The following constraint also requests a of 1280×720 resolution but it also mentions 320×240 as the minimum resolution since not all webcams support 1280×720 and in some use cases it’s better to get something rather than nothing:

{
 audio: true,
 video: {
  width: { min: 320, max: 1280 },
  height: { min: 240, max: 720  }
  }
}

Values without the  min, max and exact keywords are considered ideal values, which itself is a keyword but it is not mandatory. These 2 examples do the same thing:

 { audio: true, video: { width: 1280, height: 720 } } 
 { audio: true, video: { width: { ideal: 1280 }, height: { ideal: 720 } } } 

Video Track Constraints: Getting The Front Or Rear Camera On Mobile Devices

One can use the facingMode property for the video track constraint. Accepted values are: user (front camera), environment (rear camera), left and right.

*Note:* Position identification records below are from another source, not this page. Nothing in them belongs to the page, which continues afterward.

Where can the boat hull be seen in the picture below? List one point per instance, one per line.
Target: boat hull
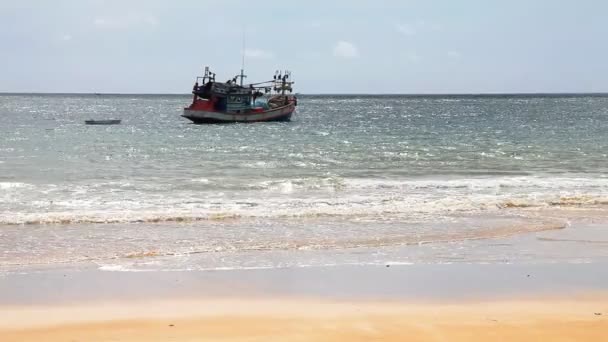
(209, 117)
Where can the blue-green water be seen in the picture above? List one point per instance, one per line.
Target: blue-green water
(347, 172)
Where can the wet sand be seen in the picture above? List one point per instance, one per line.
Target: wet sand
(560, 302)
(584, 319)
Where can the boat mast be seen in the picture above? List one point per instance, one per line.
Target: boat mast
(243, 60)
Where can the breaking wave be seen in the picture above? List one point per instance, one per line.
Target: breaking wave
(342, 198)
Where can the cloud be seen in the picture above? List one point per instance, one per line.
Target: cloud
(406, 30)
(420, 26)
(345, 49)
(413, 57)
(454, 54)
(125, 22)
(258, 54)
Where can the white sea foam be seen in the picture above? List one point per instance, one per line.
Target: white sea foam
(408, 199)
(14, 185)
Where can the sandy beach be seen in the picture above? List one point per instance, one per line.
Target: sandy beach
(584, 319)
(358, 303)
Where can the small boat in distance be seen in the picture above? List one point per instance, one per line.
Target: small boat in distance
(103, 122)
(226, 102)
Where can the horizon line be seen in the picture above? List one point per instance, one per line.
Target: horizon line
(327, 94)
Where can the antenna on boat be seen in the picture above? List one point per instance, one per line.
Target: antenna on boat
(243, 60)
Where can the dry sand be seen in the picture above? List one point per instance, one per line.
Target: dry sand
(584, 319)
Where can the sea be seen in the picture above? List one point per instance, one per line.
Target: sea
(351, 180)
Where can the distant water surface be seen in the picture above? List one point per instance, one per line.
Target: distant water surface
(348, 173)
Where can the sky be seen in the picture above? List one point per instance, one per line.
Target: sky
(411, 47)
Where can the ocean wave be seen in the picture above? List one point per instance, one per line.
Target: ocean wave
(343, 198)
(14, 185)
(116, 255)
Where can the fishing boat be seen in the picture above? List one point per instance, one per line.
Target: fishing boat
(232, 101)
(103, 122)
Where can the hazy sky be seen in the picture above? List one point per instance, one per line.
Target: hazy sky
(432, 46)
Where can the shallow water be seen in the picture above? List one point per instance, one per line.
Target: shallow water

Here’s how to request a video stream that should ideally come from the back camera:

 { audio: true, video: { width: 640, height: 480, facingMode:"environment" } } 

or

 { audio: true, video: { width: 640, height: 480, facingMode:{ideal: "environment"} } } 

Here’s how to request a video stream that should absolutely come from the back camera:

 { audio: true, video: { width: 640, height: 480, facingMode:{exact: "environment"} } } 

I am not sure how well these are supported  by mobile browsers.

Video Track Constraints: Frame Rate

Since frame rate has a direct impact on video quality but also bandwidth, in some cases, like publishing a video stream over low bandwidth connections, it might be a good idea to limit the frame rate. I was able to obtain a 60fps stream from the Logitech C925E by using:

{
 audio: true,
 video: {
  width: 320,
  height:240,
  frameRate: {ideal: 60, min:10}
 }
}

Keep in mind the frame rate of a stream coming from a webcam depends a lot on the light in the room.

Using a Certain Webcam or Microphone Device

There is one constraint property that applies to both audio and video tracks: deviceId. It specifies the device ID (or an array of IDs which) which should be used for capturing that stream. The device ID is unique and will be the same across browsing sessions on the same origin. You will need to first obtain the device id using MediaDevices.enumerateDevices().

Once you know the deviceId you can ask for a specific webcam or microphone:

{
 audio: true,
 video:{
    deviceId: {exact: "the_device_id"}
  }
}

There’s also groupId, a shared id by all media sources that come from the same physical device. For example: a microphone and speaker that come from the same headset will share the same group ID.

This example allows you to switch between the available devices used for input (mic & cam) and output (speaker).

MediaDevices.getSupportedConstraints()

Chrome 53, Firefox 44 and Safari 11 added support for MediaDevices.getSupportedConstraints(). The function returns a dictionary listing the constraints supported by the user agent.

Click here to run it for your current browser.

The function seems to return a lot of false positives, track.getSettings() gives better results.

MediaStreamTrack.getSettings()

You can also check which constraints are supported by using track.getSettings(). It returns an object containing all applicable constraints, including those supported by the browser but whose defaults have not been changed through code.

Here’s how to use the function and print the result to the console:

navigator.mediaDevices.getUserMedia(constraints).then(function success(stream) {
	video.srcObject = stream;
	stream.getTracks().forEach(function(track) {
		console.log(track.getSettings());
	})
});

This code pen will write in page the result of track.getSettings() for your browser.

The function has been added in Chrome 59 and it’s also supported by Firefox and Safari 11.

Old Constraints

The specifications for the constraints object has changed in the past. Constraints using the old spec looked like this:

var constraints = {
        audio: true, 
        video: {  
                mandatory: {  minWidth: 640,  maxWidth: 640, minHeight: 480, maxHeight: 480 }
        }
}

The old spec was the only one supported by Chrome until Chrome 59 (June 2017) which added support for the new one. Older versions of Chrome can also use the new spec through adapter.js

Firefox 38+ (May 2015) and Safari 11 both support the new video constraints spec.